Guy Nadivi: What single metric then, other than ROI, do you think best captures the effectiveness of automating IT operations?

Andy Dalton: Yeah … As I think about that question I don’t know if I can nail it down to a single metric, but I could definitely share with you a couple that I think are very important to take into account. They would be, and I’ve kind of mentioned them in passing probably in the last few minutes. One is increased employee satisfaction which leads to better productivity, which we all know. Meaning if you’re not sitting around waiting for 24 hours for your laptop refresh to happen you don’t get so disgruntled and you’re just a better employee and more productive.

Andy Dalton: Now second would be, which probably the most direct with a lot of this automation, is going to be the labor hours saved. You know you’re going to decrease maybe your headcount that you need to have in your IT service department. You’re especially going to be able to decrease maybe the number of IT staff that have to be at every single distributed location and you can have a little bit more of a centralized labor force there, whatever it might be.

Andy Dalton: The third metric you might want to consider, which is very important, is just the downtime of employees where they’re sitting around waiting for stuff to happen because maybe the IT department’s just not open, so.

Guy Nadivi: Andy, for the IT executives out there listening in, what is the one big must have piece of advice you’d like them to take away from our discussion with regards to implementing automation, AI, predictive analytics, and Internet of Things?
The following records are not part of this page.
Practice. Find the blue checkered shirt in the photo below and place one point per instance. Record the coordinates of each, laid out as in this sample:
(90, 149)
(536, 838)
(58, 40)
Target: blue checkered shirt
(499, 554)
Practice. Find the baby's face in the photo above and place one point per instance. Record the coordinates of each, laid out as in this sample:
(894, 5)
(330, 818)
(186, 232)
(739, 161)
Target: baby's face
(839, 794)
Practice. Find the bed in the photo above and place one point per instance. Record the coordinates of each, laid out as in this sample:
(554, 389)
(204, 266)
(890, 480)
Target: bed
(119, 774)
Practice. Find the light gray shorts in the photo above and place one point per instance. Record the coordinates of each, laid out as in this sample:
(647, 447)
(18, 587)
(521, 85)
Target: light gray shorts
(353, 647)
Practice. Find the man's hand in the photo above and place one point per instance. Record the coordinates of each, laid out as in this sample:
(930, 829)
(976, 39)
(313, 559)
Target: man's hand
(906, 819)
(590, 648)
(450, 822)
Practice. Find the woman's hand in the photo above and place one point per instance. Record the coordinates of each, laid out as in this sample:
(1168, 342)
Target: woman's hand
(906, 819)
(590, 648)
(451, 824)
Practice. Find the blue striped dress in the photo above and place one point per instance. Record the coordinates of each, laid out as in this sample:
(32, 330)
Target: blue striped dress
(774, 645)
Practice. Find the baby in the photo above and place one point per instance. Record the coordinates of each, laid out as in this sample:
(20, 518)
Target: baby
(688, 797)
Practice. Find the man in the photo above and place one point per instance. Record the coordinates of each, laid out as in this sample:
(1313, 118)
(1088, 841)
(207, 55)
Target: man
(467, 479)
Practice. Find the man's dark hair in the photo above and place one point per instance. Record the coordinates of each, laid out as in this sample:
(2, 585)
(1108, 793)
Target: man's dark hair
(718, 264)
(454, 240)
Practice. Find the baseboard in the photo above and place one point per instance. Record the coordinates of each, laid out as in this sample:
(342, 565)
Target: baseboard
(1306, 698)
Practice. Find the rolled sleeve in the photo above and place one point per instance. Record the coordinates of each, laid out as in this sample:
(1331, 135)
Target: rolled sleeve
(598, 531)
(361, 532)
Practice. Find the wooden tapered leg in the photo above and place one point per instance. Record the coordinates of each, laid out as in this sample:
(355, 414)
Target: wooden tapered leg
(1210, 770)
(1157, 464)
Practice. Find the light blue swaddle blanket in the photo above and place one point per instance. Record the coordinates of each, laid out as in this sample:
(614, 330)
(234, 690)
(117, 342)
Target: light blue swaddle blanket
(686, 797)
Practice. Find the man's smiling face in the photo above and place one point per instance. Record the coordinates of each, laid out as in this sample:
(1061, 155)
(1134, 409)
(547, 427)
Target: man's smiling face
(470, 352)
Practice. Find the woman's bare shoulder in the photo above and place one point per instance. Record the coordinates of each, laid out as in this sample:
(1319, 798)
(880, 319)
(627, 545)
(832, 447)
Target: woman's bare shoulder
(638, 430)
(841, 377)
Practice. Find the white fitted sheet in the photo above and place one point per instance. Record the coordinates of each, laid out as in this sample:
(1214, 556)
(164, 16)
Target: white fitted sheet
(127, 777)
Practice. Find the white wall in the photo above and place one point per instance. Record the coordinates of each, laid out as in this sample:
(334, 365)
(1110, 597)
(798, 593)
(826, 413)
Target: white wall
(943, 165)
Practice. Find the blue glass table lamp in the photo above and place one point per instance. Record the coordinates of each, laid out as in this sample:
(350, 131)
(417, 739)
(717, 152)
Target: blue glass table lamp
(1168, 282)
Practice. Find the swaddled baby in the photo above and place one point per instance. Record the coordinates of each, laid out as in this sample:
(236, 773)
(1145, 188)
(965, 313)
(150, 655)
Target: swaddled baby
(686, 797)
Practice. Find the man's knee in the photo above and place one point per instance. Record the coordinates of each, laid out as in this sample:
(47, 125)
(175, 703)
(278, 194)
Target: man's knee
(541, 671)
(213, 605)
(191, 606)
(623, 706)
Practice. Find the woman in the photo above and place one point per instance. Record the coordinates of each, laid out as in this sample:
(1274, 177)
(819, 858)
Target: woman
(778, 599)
Andy Dalton: So I’d say this, what I kind of had to learn over the years and actually here at IVM, and the biggest thing is just be willing to redirect resources and fight the temptation to have a scarcity mindset. What I mean by that is this, the volume of needs and requests that are going to be placed on every IT department in every organization these days is increasing rapidly. We all know it’s increasing on a daily basis. And it’s going to continue to outpace everyone’s team’s bandwidth. So if you’re someone who’s waiting for the time when your team finally catches up, good luck. If you’re waiting for when your budget gets increased by your executives so that you can bring on more resources and handle the backlog, good luck. Or if you are hoping you can better manage your current team just to make them more productive, once again good luck.

Andy Dalton: Instead I think you’ve got to embrace a different mindset where you’re just kind of not waiting and using the best of what you have and you know all that kind of stuff. Instead just say okay I’ve got to redirect resources now before I have them, set up some of these automations, get them in place so that tomorrow, next year, whatever, we can actually be where we need to be because if you just wait it’s just not going to happen.

Guy Nadivi: Sounds like wise advice. All right, looks like that’s all the time we have for on this episode of Intelligent Automation Radio. Andy, it’s been great having you on the show and getting a hands-on perspective about why IT should be automating and the three automation technologies that will transform IT departments.

Andy Dalton: Well thanks for having me on the show, Guy.

Guy Nadivi: Andy Dalton, CIO of IVM. Thank you for listening everyone and remember don’t hesitate, automate.

Andy Dalton



Andy is the Chief Information Officer for IVM, Inc., where he helps to encourage innovation for the future of supply vending. He has more than 25 years of executive leadership experience across a variety of business areas including sales, marketing, operations, customer service, business development and information technology.